> It wasn't an "we do this at scale" talk, but I'd love to see more experiments ...

awj · on Feb 14, 2017

> I can't upgrade my Elasticsearch 1.7.5 to the newest version, because then I would need to upgrade this small(ish) 4MB Kibana 3.x to a monstrosity that weihgs more than whole Elasticsearch engine

...is that really a good reason to reinvent this whole solution, though? You're basically saying you're going to spend the time to replace your entire log storage/analysis system because you object to the disk size of Kibana. (Which, without knowing your platform specifically, looks like it safely sits under 100 megs).

The rest of your complaints seem to stem from not having upgraded elasticsearch, aside from possibly hitting query scenarios that continue to be slower-than-grep after the upgrade.

Maybe I'm misunderstanding your explanation, but if I'm not this sounds like a lot of effort to save yourself tens of megs of disk space.

dozzie · on Feb 14, 2017

> ...is that really a good reason to reinvent this whole solution, though?

The system being dependency-heavy and pulling an operationally awful stack (Node)? Yes, this alone is enough of a reason for me. And I haven't mentioned yet other important reasons, like memory requirements and processing speed (less than satisfactory), elasticity of processing (ES is mostly query-based tool, and whatever pre-defined aggregations it has, it's too constrained paradigm for processing streams of logs), and me wanting to take a shot at log storage, because our industry actually doesn't have any open source alternative to Elasticsearch.

> Kibana. (Which, without knowing your platform specifically, looks like it safely sits under 100 megs).

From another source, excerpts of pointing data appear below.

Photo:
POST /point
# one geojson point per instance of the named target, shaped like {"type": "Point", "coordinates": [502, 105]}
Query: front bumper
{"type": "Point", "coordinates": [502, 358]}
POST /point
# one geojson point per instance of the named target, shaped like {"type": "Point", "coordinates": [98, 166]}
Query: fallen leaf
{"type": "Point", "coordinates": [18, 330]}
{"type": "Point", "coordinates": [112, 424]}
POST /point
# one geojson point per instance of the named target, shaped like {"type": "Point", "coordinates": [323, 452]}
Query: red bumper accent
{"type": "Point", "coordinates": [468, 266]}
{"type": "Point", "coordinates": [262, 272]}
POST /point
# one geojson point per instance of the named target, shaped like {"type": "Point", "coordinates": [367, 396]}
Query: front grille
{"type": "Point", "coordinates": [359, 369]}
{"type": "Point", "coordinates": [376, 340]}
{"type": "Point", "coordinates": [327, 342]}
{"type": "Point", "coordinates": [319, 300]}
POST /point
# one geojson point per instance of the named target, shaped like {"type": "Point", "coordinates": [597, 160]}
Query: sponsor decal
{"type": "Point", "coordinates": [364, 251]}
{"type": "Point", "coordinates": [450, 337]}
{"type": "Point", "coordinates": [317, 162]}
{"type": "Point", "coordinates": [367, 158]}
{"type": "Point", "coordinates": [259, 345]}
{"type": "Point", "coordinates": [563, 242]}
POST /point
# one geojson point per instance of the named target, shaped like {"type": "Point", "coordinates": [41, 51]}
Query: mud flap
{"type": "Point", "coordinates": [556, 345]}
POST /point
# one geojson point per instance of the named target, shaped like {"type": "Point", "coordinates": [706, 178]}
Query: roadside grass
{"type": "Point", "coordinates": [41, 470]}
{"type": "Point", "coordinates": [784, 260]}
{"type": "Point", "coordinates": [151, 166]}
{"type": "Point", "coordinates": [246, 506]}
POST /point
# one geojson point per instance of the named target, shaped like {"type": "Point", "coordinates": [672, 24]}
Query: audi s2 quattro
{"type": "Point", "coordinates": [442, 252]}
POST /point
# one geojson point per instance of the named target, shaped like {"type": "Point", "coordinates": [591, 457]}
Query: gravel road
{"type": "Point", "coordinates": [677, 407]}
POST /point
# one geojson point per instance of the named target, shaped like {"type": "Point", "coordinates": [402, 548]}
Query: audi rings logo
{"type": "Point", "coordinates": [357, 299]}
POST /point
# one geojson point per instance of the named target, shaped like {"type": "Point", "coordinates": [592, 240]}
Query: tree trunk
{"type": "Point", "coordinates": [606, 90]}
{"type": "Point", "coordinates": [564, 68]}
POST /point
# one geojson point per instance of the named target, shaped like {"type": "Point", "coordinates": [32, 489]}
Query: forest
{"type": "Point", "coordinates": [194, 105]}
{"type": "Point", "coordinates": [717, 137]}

Close, but missed. It's 130MB unpacked.

> Maybe I'm misunderstanding your explanation, but if I'm not this sounds like a lot of effort to save yourself tens of megs of disk space.

I'm fed up with the outlook of the whole thing. Here ridiculous disk space for what the thing does, there slower-than-grep search speed, another place that barely keeps up with the rate I'm throwing data at it (single ES instance should not loose its breath under just hundreds of megabytes per day), upgrade that didn't make things faster or less memory-consuming, but failed to accept my data stream (I was ready to patch Kibana 3.x for ES 5.x, but then I got bitten twice in surprising, undocumented ways and gave up, because I lost my trust that it won't bite me again).

Sorry, but no, I don't see Elasticsearch as a state-of-the-art product. I would gladly see some competition for log storage, but all our industry has now is SaaS or paid software. I'm unhappy with this setting and that's why I want to write my own tool.

einhverfr · on Feb 14, 2017

The problem you run into is "we need some more information that is in the logs but we didn't thin to parse before." Here PL/Perl is awesome because you can write a function, index the output, and then query against the function output.

One reason I always store full source data in the db.

dozzie · on Feb 14, 2017

> The problem you run into is "we need some more information that is in the logs but we didn't thin to parse before."

Agreed, though with liblognorm rules you just shove every single variable field into JSON field and that mostly does the job. And in the case you were talking about logs with no matching rules, liblognorm reports all unparsed logs, and my logdevourer sends them along the properly parsed logs, so no data is actually omitted.

renesd · on Feb 14, 2017

Thanks for the tip about liblognorm. Looks quite useful!

dozzie · on Feb 14, 2017

Oh yes it is. The rules syntax is nice and is a big improvement over regexps that are popular with almost every other log parser out there, but the best thing is that if your rules fail, liblognorm reports precisely what part of the log could not be consumed, not just the fact that none of the rules matched.

Liblognorm has only one major user: rsyslog, for which it was written, but at some point I thought that it would be nice to have a separate daemon that only parses logs, so I wrote logdevourer (https://github.com/korbank/logdevourer).